Flood susceptibility mapping – the process of identifying potential flood-prone areas based on their physical characteristics – is a valuable technique used to identify areas that are vulnerable to flooding and inform risk mitigation and protection strategies. Unfortunately, conventional FSM methods rely on time-consuming physical and mathematical models that are also limited in their ability to predict flood risk across large regions.

Rahma Khalid
Rahma Khalid

“We have seen that physical and mathematical models can be very inconvenient for flood susceptibility mapping, especially when it comes to analyzing large areas,” says Khalid. “From a research perspective, we know that using machine learning can improve the speed and efficiency of different processes. This is why we proposed a flood susceptibility mapping model that is leveraged by machine learning for more accurate, rapid and reliable results.”

In their paper, titled “Flood susceptibility mapping using ANNs: a case study in model generalization and accuracy from Ontario, Canada,” Khalid and Khan document how they put their idea to the test and utilized an ML model to map out different regions in southern Ontario and determine their flood susceptibility.

Usman Khan
Usman Khan

They did so by using previously gathered data from different regions across southern Ontario, allowing the model to interpret, identify and predict areas that are at risk of flooding.
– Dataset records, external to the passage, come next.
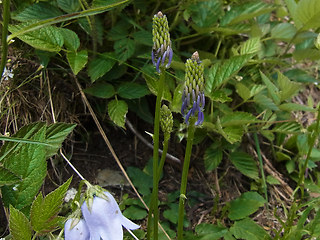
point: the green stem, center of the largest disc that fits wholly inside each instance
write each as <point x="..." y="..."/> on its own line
<point x="184" y="178"/>
<point x="261" y="167"/>
<point x="154" y="201"/>
<point x="304" y="168"/>
<point x="6" y="17"/>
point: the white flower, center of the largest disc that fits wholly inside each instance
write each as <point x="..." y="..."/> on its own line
<point x="105" y="220"/>
<point x="76" y="231"/>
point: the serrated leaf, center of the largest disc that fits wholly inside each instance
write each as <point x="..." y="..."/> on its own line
<point x="212" y="158"/>
<point x="77" y="60"/>
<point x="69" y="6"/>
<point x="307" y="14"/>
<point x="19" y="225"/>
<point x="287" y="128"/>
<point x="245" y="205"/>
<point x="289" y="107"/>
<point x="101" y="90"/>
<point x="246" y="11"/>
<point x="71" y="39"/>
<point x="124" y="48"/>
<point x="44" y="211"/>
<point x="28" y="162"/>
<point x="238" y="118"/>
<point x="38" y="11"/>
<point x="219" y="96"/>
<point x="283" y="31"/>
<point x="221" y="73"/>
<point x="132" y="90"/>
<point x="7" y="177"/>
<point x="46" y="38"/>
<point x="117" y="110"/>
<point x="245" y="164"/>
<point x="100" y="66"/>
<point x="210" y="231"/>
<point x="153" y="84"/>
<point x="250" y="46"/>
<point x="272" y="89"/>
<point x="56" y="133"/>
<point x="248" y="230"/>
<point x="243" y="91"/>
<point x="135" y="212"/>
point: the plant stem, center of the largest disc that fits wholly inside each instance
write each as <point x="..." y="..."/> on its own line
<point x="6" y="16"/>
<point x="184" y="178"/>
<point x="304" y="168"/>
<point x="261" y="167"/>
<point x="154" y="200"/>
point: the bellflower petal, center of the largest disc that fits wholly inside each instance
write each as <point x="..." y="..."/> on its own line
<point x="79" y="232"/>
<point x="105" y="219"/>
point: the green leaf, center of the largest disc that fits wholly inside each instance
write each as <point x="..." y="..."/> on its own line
<point x="124" y="48"/>
<point x="283" y="31"/>
<point x="141" y="180"/>
<point x="250" y="46"/>
<point x="245" y="11"/>
<point x="212" y="158"/>
<point x="132" y="90"/>
<point x="245" y="164"/>
<point x="28" y="162"/>
<point x="44" y="211"/>
<point x="307" y="14"/>
<point x="205" y="13"/>
<point x="101" y="90"/>
<point x="287" y="88"/>
<point x="153" y="87"/>
<point x="100" y="66"/>
<point x="77" y="60"/>
<point x="219" y="96"/>
<point x="287" y="128"/>
<point x="56" y="133"/>
<point x="210" y="231"/>
<point x="272" y="89"/>
<point x="238" y="118"/>
<point x="47" y="38"/>
<point x="71" y="39"/>
<point x="7" y="177"/>
<point x="135" y="212"/>
<point x="117" y="110"/>
<point x="69" y="6"/>
<point x="38" y="11"/>
<point x="248" y="230"/>
<point x="218" y="75"/>
<point x="19" y="225"/>
<point x="245" y="205"/>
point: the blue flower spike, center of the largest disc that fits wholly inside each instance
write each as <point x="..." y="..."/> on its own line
<point x="104" y="218"/>
<point x="76" y="229"/>
<point x="193" y="99"/>
<point x="162" y="53"/>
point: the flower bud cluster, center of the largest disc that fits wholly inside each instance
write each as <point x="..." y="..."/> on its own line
<point x="162" y="53"/>
<point x="193" y="99"/>
<point x="166" y="120"/>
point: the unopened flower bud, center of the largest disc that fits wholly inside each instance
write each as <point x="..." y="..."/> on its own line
<point x="193" y="99"/>
<point x="162" y="53"/>
<point x="166" y="120"/>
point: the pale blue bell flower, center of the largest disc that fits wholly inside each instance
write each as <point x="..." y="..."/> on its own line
<point x="79" y="231"/>
<point x="105" y="220"/>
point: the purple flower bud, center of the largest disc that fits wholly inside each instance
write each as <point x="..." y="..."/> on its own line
<point x="76" y="229"/>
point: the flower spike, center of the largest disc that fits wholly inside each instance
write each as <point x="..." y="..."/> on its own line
<point x="162" y="53"/>
<point x="193" y="99"/>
The model’s performance was also compared against conventional physical and mathematical models, as well as various emerging ML methods.

“When it comes to flood susceptibility mapping in real-world scenarios, machine learning models have not really been used,” says Khalid. “Industry members are also hesitant to apply these models because there is very little information about their accuracy and reliability.”
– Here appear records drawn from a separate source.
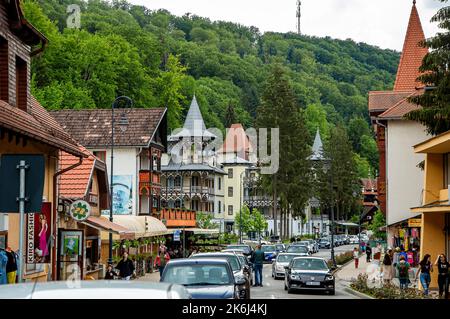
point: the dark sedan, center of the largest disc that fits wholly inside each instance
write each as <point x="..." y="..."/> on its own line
<point x="309" y="273"/>
<point x="240" y="271"/>
<point x="203" y="278"/>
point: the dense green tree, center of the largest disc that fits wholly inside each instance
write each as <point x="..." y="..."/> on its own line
<point x="291" y="183"/>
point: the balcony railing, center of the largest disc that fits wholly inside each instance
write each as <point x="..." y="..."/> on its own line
<point x="178" y="217"/>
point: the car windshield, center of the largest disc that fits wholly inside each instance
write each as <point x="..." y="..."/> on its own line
<point x="285" y="258"/>
<point x="238" y="247"/>
<point x="310" y="264"/>
<point x="198" y="275"/>
<point x="268" y="248"/>
<point x="297" y="249"/>
<point x="232" y="259"/>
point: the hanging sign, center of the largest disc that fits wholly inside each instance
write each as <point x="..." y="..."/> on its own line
<point x="80" y="210"/>
<point x="415" y="222"/>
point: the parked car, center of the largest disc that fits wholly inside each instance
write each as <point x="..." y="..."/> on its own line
<point x="98" y="289"/>
<point x="204" y="278"/>
<point x="309" y="273"/>
<point x="298" y="249"/>
<point x="270" y="252"/>
<point x="239" y="270"/>
<point x="314" y="245"/>
<point x="247" y="249"/>
<point x="282" y="260"/>
<point x="280" y="248"/>
<point x="325" y="243"/>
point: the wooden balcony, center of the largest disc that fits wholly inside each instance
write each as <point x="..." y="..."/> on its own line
<point x="178" y="217"/>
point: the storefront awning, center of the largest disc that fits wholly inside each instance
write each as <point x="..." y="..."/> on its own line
<point x="104" y="224"/>
<point x="347" y="224"/>
<point x="197" y="231"/>
<point x="142" y="226"/>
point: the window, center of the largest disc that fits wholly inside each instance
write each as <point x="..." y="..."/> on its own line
<point x="178" y="181"/>
<point x="101" y="155"/>
<point x="21" y="84"/>
<point x="4" y="70"/>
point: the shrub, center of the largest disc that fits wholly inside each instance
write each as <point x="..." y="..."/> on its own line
<point x="387" y="291"/>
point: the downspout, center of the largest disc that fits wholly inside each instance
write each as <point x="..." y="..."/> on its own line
<point x="55" y="213"/>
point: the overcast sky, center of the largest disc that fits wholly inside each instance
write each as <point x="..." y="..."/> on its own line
<point x="377" y="22"/>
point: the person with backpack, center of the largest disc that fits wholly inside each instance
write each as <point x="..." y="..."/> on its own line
<point x="425" y="269"/>
<point x="387" y="266"/>
<point x="443" y="275"/>
<point x="403" y="273"/>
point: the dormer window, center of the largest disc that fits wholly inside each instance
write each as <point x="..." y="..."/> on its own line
<point x="21" y="84"/>
<point x="4" y="70"/>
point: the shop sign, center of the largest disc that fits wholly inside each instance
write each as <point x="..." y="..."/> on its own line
<point x="415" y="222"/>
<point x="177" y="235"/>
<point x="38" y="236"/>
<point x="80" y="210"/>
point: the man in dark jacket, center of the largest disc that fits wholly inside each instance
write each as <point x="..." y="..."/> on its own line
<point x="126" y="267"/>
<point x="258" y="260"/>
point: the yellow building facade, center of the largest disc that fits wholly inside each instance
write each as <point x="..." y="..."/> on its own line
<point x="436" y="206"/>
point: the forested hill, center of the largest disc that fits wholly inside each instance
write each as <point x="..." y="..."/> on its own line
<point x="159" y="59"/>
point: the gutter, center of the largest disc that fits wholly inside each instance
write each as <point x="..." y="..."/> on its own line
<point x="55" y="214"/>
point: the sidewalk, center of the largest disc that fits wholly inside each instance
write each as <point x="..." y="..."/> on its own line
<point x="347" y="273"/>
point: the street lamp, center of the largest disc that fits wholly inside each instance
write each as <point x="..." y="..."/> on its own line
<point x="240" y="206"/>
<point x="330" y="173"/>
<point x="123" y="125"/>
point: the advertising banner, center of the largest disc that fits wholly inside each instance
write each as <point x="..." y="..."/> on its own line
<point x="38" y="236"/>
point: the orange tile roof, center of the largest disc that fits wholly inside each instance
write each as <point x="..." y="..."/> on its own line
<point x="74" y="184"/>
<point x="37" y="124"/>
<point x="236" y="141"/>
<point x="412" y="54"/>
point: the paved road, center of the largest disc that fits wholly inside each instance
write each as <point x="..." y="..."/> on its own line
<point x="274" y="289"/>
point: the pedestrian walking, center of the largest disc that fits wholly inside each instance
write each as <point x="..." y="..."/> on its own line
<point x="403" y="273"/>
<point x="257" y="259"/>
<point x="356" y="257"/>
<point x="387" y="267"/>
<point x="443" y="275"/>
<point x="425" y="269"/>
<point x="125" y="267"/>
<point x="161" y="260"/>
<point x="368" y="253"/>
<point x="110" y="273"/>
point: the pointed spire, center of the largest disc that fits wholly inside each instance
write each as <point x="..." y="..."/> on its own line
<point x="412" y="54"/>
<point x="194" y="119"/>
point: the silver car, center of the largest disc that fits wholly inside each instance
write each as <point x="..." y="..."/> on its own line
<point x="283" y="259"/>
<point x="103" y="289"/>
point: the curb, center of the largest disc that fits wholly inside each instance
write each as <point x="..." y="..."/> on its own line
<point x="357" y="293"/>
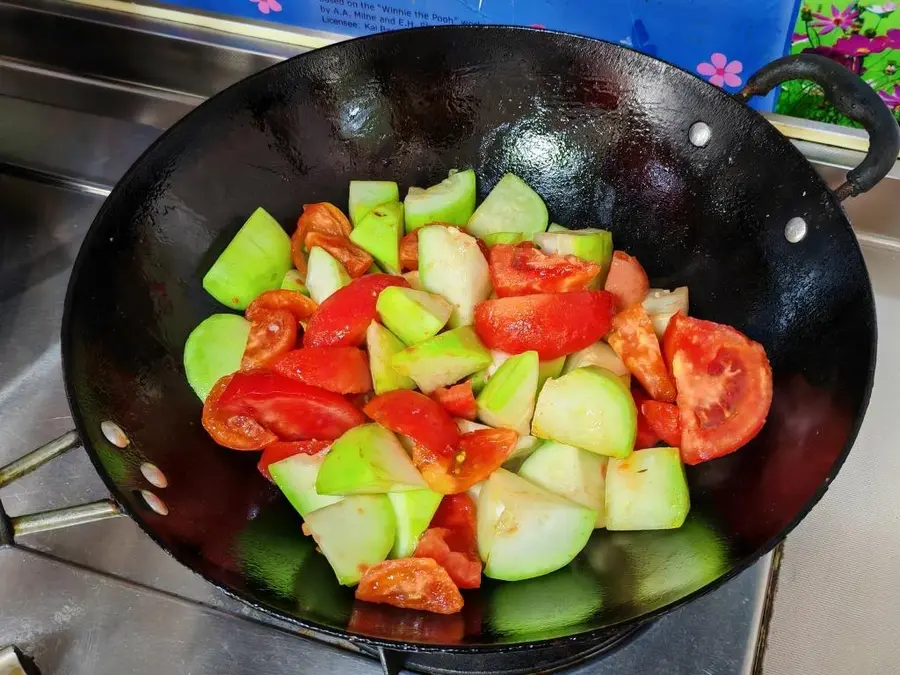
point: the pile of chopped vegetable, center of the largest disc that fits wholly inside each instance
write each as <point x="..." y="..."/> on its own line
<point x="444" y="391"/>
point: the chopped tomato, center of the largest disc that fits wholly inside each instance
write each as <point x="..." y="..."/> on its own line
<point x="554" y="325"/>
<point x="280" y="450"/>
<point x="235" y="431"/>
<point x="663" y="418"/>
<point x="354" y="259"/>
<point x="646" y="437"/>
<point x="415" y="415"/>
<point x="478" y="455"/>
<point x="724" y="385"/>
<point x="291" y="410"/>
<point x="342" y="320"/>
<point x="458" y="400"/>
<point x="406" y="625"/>
<point x="411" y="583"/>
<point x="344" y="370"/>
<point x="322" y="217"/>
<point x="464" y="570"/>
<point x="296" y="303"/>
<point x="409" y="252"/>
<point x="523" y="270"/>
<point x="627" y="280"/>
<point x="272" y="333"/>
<point x="635" y="341"/>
Khalid and Khan’s proposed model addressed limitations of other FSM models through training and testing that proved it to be a superior method for flood susceptibility mapping, outperforming other models. It even demonstrated novel capabilities that can help advance the future of flood risk management.

“Our model demonstrated a novel ability to accurately predict flood susceptibility, even across areas that we did not provide training data for,” says Khalid. “Knowing this, we can work towards training our model to understand more about different regions and further improve its ability to predict flood susceptibility in larger areas.”

Currently, Khalid and Khan are working on enhancing the performance of their model with a particular focus on improving data resolution, as well exploring the possibility of supplementing their model with additional ML methods.